Gabriel had his way in the end. She agreed
not to come again. She promised not to see him hanged. He seemed
satisfied, his spirit more settled, as they parted for the last
time. Gabriel even promised her in return that he would let the
priest hear his confession.
“As much as we’ve time for at any rate,” he
said with the wicked grin she’d come to love.
She found herself outside the prison gates
without knowing how she got there, but she supposed she must have
put one foot before the other in a stunned trance. The world had a
thin veil draped over it, all the sharp edges blurred and
indistinct. As Jacquelyn bounced along in her mother’s barouche,
she wondered if the numbness would ever go away.
Somehow, she doubted it.
* * *
“Well, there she is, children.” Meriwether’s
croaking voice greeted Jacquelyn when she pushed open her mother’s
front door without knocking. In a flurry of arms and legs and
excited greetings, the girls surrounded her, hugging and kissing
and nearly knocking her off her feet. Father Eustace was right
behind them, offering a consoling hand.
“Come, now, that’ll quite do, ye wee
heathens,” Mrs. Beadle said, borrowing Meri’s pet name for the
girls. “Let Mistress Jacquelyn catch her breath.”

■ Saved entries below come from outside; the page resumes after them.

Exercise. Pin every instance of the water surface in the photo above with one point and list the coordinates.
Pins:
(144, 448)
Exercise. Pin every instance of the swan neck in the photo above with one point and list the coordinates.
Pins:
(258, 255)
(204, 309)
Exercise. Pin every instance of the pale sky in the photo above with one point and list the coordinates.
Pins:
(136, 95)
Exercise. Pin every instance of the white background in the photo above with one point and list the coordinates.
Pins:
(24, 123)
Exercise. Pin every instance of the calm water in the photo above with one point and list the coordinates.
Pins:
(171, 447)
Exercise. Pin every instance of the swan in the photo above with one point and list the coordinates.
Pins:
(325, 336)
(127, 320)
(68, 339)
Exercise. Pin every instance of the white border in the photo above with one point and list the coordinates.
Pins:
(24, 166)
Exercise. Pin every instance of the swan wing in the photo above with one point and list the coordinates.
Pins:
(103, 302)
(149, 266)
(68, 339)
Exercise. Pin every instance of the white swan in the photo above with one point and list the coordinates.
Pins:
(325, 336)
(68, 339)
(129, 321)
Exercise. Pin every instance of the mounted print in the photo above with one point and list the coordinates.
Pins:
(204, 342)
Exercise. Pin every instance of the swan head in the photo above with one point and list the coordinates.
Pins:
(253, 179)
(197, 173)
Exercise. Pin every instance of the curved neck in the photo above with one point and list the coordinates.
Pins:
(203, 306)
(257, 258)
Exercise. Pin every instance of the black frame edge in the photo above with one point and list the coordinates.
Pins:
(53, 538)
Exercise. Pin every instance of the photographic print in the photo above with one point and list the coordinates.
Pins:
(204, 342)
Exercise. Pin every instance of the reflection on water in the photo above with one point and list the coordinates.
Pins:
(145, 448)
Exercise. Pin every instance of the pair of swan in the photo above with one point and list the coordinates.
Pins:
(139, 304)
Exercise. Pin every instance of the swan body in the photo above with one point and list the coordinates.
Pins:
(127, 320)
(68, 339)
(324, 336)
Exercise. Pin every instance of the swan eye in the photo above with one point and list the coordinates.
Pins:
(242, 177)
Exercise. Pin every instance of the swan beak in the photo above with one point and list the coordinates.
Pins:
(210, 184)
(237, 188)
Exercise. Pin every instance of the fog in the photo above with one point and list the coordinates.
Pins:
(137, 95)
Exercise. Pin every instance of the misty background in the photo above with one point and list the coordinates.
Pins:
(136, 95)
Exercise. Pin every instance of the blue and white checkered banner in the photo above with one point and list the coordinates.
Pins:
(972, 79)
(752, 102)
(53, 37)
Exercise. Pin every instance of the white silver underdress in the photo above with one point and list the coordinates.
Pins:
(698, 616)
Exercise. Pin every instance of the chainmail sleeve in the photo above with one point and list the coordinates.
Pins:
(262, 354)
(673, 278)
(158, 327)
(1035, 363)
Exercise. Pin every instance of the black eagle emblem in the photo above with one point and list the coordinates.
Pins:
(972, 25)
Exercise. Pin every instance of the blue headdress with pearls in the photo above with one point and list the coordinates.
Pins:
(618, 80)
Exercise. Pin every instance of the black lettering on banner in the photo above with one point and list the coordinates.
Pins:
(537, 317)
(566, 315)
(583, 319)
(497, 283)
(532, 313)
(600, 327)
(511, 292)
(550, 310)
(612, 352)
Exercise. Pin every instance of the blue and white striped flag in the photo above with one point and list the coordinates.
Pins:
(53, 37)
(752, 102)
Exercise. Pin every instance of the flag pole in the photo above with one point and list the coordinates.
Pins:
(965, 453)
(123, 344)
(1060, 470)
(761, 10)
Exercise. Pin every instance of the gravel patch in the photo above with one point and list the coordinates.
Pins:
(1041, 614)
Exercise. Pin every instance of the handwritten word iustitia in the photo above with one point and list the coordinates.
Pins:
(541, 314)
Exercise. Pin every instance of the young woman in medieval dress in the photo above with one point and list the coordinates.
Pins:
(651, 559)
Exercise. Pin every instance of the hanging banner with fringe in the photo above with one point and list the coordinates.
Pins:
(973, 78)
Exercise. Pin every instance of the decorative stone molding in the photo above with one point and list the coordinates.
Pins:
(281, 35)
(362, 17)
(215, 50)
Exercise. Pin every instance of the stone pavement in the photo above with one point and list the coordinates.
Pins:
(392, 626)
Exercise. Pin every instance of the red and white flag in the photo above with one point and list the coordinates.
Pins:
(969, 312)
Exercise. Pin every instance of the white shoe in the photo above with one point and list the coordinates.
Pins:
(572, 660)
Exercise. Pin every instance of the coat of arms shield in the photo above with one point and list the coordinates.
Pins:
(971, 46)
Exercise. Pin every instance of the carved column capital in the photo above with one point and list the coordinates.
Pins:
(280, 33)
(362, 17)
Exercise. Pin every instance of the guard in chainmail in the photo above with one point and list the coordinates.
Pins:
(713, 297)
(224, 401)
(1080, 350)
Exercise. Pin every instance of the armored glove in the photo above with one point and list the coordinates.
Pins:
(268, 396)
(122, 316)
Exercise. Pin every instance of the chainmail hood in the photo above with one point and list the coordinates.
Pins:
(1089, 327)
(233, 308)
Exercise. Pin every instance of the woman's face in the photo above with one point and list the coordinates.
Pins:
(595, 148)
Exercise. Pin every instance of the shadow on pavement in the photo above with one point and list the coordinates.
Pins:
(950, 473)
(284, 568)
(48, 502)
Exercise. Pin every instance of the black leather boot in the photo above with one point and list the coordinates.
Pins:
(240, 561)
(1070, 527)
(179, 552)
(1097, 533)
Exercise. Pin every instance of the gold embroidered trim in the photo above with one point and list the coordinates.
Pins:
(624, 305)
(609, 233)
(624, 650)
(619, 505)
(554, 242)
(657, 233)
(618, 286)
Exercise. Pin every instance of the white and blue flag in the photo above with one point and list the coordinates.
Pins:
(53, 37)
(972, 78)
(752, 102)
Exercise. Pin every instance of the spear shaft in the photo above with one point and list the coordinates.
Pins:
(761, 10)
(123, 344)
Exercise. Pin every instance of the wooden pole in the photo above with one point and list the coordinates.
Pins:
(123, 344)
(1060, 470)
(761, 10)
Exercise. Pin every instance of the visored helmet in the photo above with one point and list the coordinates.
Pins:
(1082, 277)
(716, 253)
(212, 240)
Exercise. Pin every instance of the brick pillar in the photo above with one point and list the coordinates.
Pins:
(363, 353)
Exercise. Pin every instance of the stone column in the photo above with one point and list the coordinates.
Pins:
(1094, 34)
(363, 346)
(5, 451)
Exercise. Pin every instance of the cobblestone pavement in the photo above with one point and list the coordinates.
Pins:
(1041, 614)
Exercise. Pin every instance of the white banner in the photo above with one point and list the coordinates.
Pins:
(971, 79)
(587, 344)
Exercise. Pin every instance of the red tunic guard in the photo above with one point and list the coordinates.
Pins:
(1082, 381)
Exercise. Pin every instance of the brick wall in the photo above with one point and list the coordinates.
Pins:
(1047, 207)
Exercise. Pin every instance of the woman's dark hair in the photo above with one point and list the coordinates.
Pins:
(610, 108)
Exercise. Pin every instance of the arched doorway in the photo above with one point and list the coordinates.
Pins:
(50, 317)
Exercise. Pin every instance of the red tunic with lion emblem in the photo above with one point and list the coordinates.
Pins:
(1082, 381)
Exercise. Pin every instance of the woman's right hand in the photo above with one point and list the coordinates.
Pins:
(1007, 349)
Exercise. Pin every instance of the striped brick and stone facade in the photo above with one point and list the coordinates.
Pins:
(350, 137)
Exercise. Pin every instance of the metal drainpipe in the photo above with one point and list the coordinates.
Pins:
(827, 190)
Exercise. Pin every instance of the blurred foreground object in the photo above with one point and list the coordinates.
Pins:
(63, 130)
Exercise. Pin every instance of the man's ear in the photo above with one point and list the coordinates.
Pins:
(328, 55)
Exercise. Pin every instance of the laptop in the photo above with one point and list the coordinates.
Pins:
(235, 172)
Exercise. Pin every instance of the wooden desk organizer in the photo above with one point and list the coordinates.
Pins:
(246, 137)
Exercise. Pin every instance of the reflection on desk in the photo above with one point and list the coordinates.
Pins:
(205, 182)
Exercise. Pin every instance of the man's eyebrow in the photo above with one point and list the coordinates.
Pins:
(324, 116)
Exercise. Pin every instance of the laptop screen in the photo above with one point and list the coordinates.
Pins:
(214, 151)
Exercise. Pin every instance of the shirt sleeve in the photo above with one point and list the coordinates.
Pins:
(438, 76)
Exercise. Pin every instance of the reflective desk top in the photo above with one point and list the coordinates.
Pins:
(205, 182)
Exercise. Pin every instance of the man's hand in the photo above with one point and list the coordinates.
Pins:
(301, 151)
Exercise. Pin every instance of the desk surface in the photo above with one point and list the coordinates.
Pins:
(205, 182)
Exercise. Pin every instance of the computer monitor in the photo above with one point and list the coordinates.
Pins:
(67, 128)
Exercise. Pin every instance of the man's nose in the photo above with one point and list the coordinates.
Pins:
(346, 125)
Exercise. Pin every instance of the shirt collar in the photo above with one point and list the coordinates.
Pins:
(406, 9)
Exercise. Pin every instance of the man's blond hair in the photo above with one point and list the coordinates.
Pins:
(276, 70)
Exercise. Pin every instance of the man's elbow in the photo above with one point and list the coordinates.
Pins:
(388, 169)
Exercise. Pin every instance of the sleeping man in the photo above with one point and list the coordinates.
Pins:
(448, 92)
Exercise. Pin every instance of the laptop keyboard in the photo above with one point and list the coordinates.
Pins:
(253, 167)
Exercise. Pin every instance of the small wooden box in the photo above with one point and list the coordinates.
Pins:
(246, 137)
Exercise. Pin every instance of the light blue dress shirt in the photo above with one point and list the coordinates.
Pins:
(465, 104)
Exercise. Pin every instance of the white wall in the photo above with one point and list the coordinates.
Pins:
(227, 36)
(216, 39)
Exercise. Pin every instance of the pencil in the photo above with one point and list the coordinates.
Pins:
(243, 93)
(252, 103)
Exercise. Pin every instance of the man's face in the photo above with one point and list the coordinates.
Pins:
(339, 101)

“In fact, dears,” Isabella said, “I wish
you’d all come with me into the garden for a bit. Nanette has
prepared a delightful tea, just for us. It will give Jacquelyn a
chance to visit with the boring adults while we youngsters have
some fun. You can see her later.” She added a wink to the
invitation and the children trooped happily in her wake.
Once again, Jacquelyn thanked God for her
mother. She couldn’t bear to cry in front of the girls.
Fortunately, Mrs. B., Meri, and Father Eustace were willing to let
her weep as long as she needed without interruption.
When her tears subsided into moist hiccups,
they began gently quizzing her about the situation.
Yes, her mother had written for help from her
highly placed friends, but no, they’d received no word and Isabella
couldn’t be sure the party in question was even in the country at
present.
“Why did you come to London?” she asked. “I
sent no word.”
“Blame me big toe. It hasn’t failed me yet.”
Meri went on to explain the prescient nature of that digit. “I
figured Cap’n was in trouble and so I brung two of them chests
filled with gold. Do ye not think we could bribe the jailers into
letting him wander off?”
“Gold isn’t worth much if you’re too dead to
spend it,” Father Eustace said. “The warden would no doubt be
taking Gabriel’s place at the gallows if he allowed such an
escape.”
“Besides, if it were a question of money, my
mother would already have paid a ransom. How did you manage to
bring so much?” Jacquelyn asked.
“Well, we started overland,” Mrs. Beadle
said. “Then Joseph here remembered that the
Revenge
was tied
up at Plymouth. We turned around and made for there since the girls
weren’t such good travelers on the road, but they were charmed by
the idea of sailing on their uncle’s old pirate ship. Joseph’s
shipmates were disposed to take on passengers and more than happy
to help Lord Drake.”
Jacquelyn first digested the astonishing fact
that Mrs. B. was calling Meri by his Christian name and then
something else clicked in her brain.
“Is the
Revenge
still in port?”
“Aye,” Meri said. “I convinced ‘em we’d be
needing a way to return to Cornwall, so Cap’n Helmsby is givin’ his
crew a bit o’ shore leave, so to speak. Since the pardon, they’ve
been hauling cargo for one shipline or other. They’re mortal tired
of honest work and need a bit of diversion.”